Esther Vivas – A revolução verde
significou a privatização da agricultura, que foi entregue — os insumos
agrícolas, as sementes — nas mãos de poucas empresas. Além disso, tirou dos
camponeses a capacidade de decidir sobre aquilo que produzem. Em relação aos
consumidores, estas políticas agroindustriais reservaram para si também o
direito de decidir sobre o que comemos. Atualmente, não sabemos o que comemos,
não sabemos o que está por trás do que consumimos. Alimentamo-nos com produtos
quilométricos, que vêm do outro lado do mundo. Perdemos a capacidade de decidir
sobre aquilo que levamos à boca. E as consequências para a população em geral
foram muito negativas. Essas políticas significaram o desaparecimento do
campesinato, a perda da diversidade agrícola e alimentar. Além do mais, é um
modelo que nos deixa doentes, deixa doentes os camponeses que trabalham a
terra, muitas vezes em decorrência do impacto do uso intensivo de agrotóxicos.
Há cada vez mais doenças vinculadas àquilo que comemos.
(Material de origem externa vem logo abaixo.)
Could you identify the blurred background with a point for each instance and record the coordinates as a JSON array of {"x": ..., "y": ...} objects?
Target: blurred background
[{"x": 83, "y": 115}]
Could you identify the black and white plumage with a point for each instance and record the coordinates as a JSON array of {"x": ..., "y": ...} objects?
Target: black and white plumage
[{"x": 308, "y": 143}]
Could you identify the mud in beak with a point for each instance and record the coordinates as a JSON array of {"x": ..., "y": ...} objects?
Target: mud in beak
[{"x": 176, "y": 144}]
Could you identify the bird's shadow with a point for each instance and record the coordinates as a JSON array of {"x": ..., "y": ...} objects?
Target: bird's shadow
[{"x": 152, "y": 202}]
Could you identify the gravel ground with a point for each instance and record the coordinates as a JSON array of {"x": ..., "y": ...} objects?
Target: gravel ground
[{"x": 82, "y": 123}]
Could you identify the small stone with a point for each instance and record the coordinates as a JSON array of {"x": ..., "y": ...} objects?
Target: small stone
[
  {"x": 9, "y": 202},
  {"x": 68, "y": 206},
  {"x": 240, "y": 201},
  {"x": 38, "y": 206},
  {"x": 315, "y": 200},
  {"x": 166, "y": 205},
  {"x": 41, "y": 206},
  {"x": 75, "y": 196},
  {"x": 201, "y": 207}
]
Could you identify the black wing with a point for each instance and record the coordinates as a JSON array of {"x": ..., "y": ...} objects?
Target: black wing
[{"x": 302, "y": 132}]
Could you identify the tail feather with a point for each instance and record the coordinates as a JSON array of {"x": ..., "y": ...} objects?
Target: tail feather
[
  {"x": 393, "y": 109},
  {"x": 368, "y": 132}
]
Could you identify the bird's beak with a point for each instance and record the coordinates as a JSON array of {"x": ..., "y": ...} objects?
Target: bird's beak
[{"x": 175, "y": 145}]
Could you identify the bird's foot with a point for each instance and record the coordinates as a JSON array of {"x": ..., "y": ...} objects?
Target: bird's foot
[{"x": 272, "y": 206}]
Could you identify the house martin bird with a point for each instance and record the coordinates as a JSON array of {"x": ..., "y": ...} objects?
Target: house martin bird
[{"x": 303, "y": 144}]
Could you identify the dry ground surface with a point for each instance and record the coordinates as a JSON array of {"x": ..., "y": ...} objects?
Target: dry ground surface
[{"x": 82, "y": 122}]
Neste modelo de agricultura
e de alimentação, o grande beneficiário é a indústria, e não as pessoas.
IHU
On-Line – Em nossa sociedade, há basicamente duas maneiras de ter acesso aos
alimentos: pela compra ou pelo cultivo da terra. Neste sentido, como a fome e a
desnutrição estão relacionadas com a ausência da reforma agrária e da
demarcação das terras indígenas?
Esther Vivas – O acesso aos
direitos naturais — à terra, à água, às sementes — é essencial para poder
decidir o que comemos; que o campesinato tenha direito aos bens comuns é
fundamental para recuperar esta capacidade de decisão sobre aquilo que se
cultiva e aquilo que comemos. Deste ponto de vista, a reivindicação da reforma
agrária e a reivindicação das terras dos povos indígenas para que estejam nas
mãos das suas comunidades é essencial. Hoje, ao contrário, notamos como a atual
crise econômica provocou um aumento da privatização dos bens comuns, gerou uma
nova onda de monopólio e privatização de terras. Vemos como no contexto atual
de crise econômica o capitalismo se veste de verde, e a economia verde busca
fazer negócio com bens que são essenciais para a humanidade, para a vida e para
a nossa alimentação. Deste ponto de vista, a reivindicação do direito à terra é
essencial para que se alcance uma mudança de modelo.
IHU
On-Line – O aumento do sobrepeso e da obesidade na população mundial se deve à
alimentação uniforme imposta pelo modelo econômico atual?
Esther Vivas – A obesidade e o
sobrepeso, a má nutrição, é o resultado, por um lado, da pobreza. Vemos como o
sobrepeso e a obesidade afetam em geral, nas sociedades, aqueles que têm menos
recursos econômicos. Há uma construção de classe social ligada ao que comemos e
a uma má alimentação. Aqui, no Estado espanhol, por exemplo, do total de
famílias que são expulsas de suas casas no atual contexto de crise, calcula-se
que 45% (destas famílias) têm dificuldades para comprar alimentos. E há
relatórios que assinalam — aqui no Estado espanhol — que aquelas comunidades
autônomas com os índices mais elevados de desemprego são também aquelas nas
quais os índices de sobrepeso e obesidade são maiores.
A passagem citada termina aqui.